South of D-Day beaches, another slaughter is remembered
CHAMBOIS, France In the spring that followed the terrible battle, the grass grew especially thick and green, fertilized by thousands of corpses that had been plowed into mass graves.
CHAMBOIS, France — In the spring that followed the terrible battle, the grass grew especially thick and green, fertilized by thousands of corpses that had been plowed into mass graves.
It’s hard now — nearly 75 years later, overlooking wheat fields spotted with blood-red poppies and with skylarks singing overhead — to imagine that it was here in August 1944, on a wide, open plain that soldiers nicknamed “the Corridor of Death,” that Adolf Hitler’s armies in Normandy were all but destroyed, clearing the path for the liberation of Paris.
With the eyes of the world again turning to Normandy this week for the 75th anniversary of the June 6, 1944, D-Day landings that launched the Allied campaign to liberate Europe, a commemoration Tuesday in the small village of Chambois well south of the beaches served as a reminder that D-Day marked only a beginning.
It took many more weeks of vicious fighting to bring the Battle of Normandy to a decisive and bloody conclusion, in mid-August 1944 around the ruins of Chambois and surrounding villages where tens of thousands of German soldiers became trapped in a noose of Allied armor and fire.

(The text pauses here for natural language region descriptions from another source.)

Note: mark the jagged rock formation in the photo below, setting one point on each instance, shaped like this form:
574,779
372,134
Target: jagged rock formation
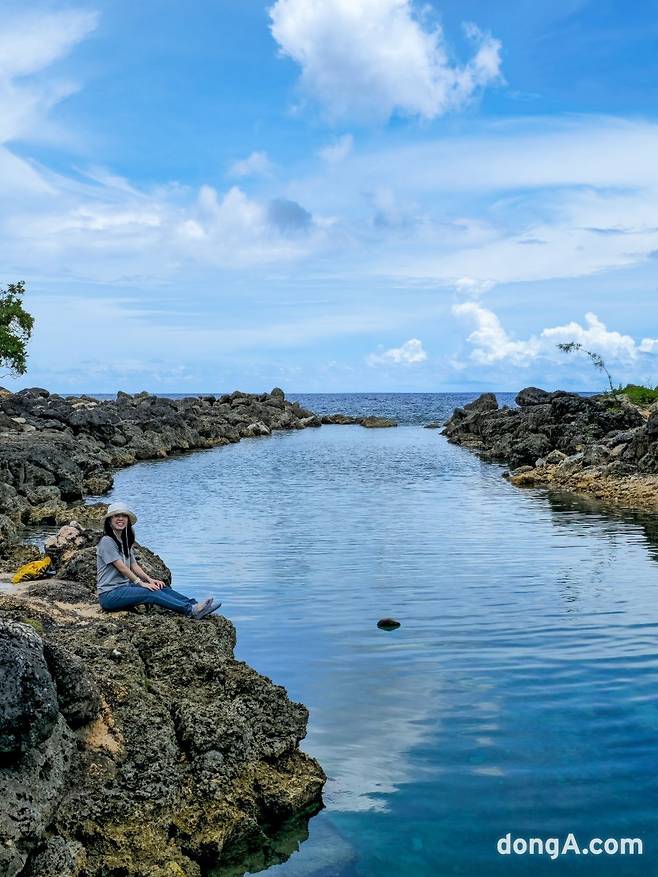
600,445
134,743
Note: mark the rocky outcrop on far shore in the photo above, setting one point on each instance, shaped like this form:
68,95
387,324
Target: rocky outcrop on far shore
56,450
601,445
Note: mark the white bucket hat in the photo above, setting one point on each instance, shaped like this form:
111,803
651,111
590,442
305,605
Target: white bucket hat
120,508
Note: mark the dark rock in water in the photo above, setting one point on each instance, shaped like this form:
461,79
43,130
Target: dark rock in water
377,422
388,624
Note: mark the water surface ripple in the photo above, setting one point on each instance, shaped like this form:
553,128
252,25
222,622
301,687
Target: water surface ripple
518,695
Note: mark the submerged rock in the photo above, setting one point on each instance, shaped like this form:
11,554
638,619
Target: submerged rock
377,422
388,624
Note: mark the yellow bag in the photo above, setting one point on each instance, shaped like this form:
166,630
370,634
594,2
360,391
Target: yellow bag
32,570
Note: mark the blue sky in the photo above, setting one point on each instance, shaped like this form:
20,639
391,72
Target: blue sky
331,196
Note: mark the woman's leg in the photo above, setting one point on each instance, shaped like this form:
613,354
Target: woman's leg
170,590
128,596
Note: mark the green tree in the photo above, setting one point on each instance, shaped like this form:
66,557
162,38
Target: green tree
15,329
597,359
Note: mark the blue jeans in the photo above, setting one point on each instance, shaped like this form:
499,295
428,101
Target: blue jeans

Gerard and Paulette Gondouin, teenagers then, but now 90 and 88, respectively, were forever scarred by witnessing the destruction unleashed by Canadian, British, American, Polish and French forces that squeezed and bombarded the encircled Germans, cutting off their routes of escape. Allied planes and artillery rained down death.
Every August, like a ghost, the slaughter comes back to haunt them.
“In the month of August, both of us, we don’t sleep, even at night. We talk, ‘Do you remember this. Do you remember that?’” Gerard Gondouin said.
“And it’s been like that for 75 years,” Paulette Gondouin interjected.
Tens of thousands of German soldiers were killed, injured and captured. Roads became clogged with smashed tanks, other destroyed military hardware and bodies. German losses were so massive that Hitler’s forces in France never recovered. And even in their agony, some German troops sought to leave nothing of use for their enemies.
“They destroyed everything they could: their tanks, their lorries, everything. They killed their horses,” Gerard Gondouin recalled.
After the battle, villagers buried rotting corpses in mass graves — men and farm animals all interred together.
The stench of decay “stuck to us for months,” Paulette Gondouin recalled. “We were afraid of epidemics. It was a very, very, very hot August.”
In the following spring of 1945, “in the fields, the grass was thick and a very deep green,” she added.
German bodies were later dug up from around the village in the 1960s and reburied with others in a cemetery for thousands of dead.
For the Allies, trapping, killing and capturing so many Germans in one place was cause for celebration, a milestone in the Battle of Normandy that had been harder and longer than D-Day planners anticipated.
William Tymchuk, 98, fought with Canadian forces around Chambois and still speaks about the battle with pride. Back in the village for Tuesday’s ceremony and the unveiling of a monument, Tymchuk stood to attention with other World War II veterans, their chests full of medals, as a military band played.
Making a pincer movement with his hands, Tymchuk demonstrated how Allied forces closed in on all sides on the Germans. His piercing blue eyes teared up as he spoke about comrades who never came back from the fighting among Normandy’s thick hedgerows.
“We closed the gap from this side, with the Poles, and the Americans came from the other side,” he said. “It was a very decisive battle.”
“We knew the Germans were retreating … We knew they were on the run. So we tried to close as many roads as we could, to stop their tanks and their armor.”
Before the final escape routes were squeezed shut, thousands of German troops did manage to throw off the noose. Paulette Gondouin recalled how they slipped away under cover of night. Watching from a roadside bank, fighting not to slip down and be squashed, she saw tanks, halftracks, horses and carts and thousands of troops flee, “everything you need to make an army.”
“Every August, I find myself back on that bank,” she said. “It’s a recurrent nightmare. It was atrocious.”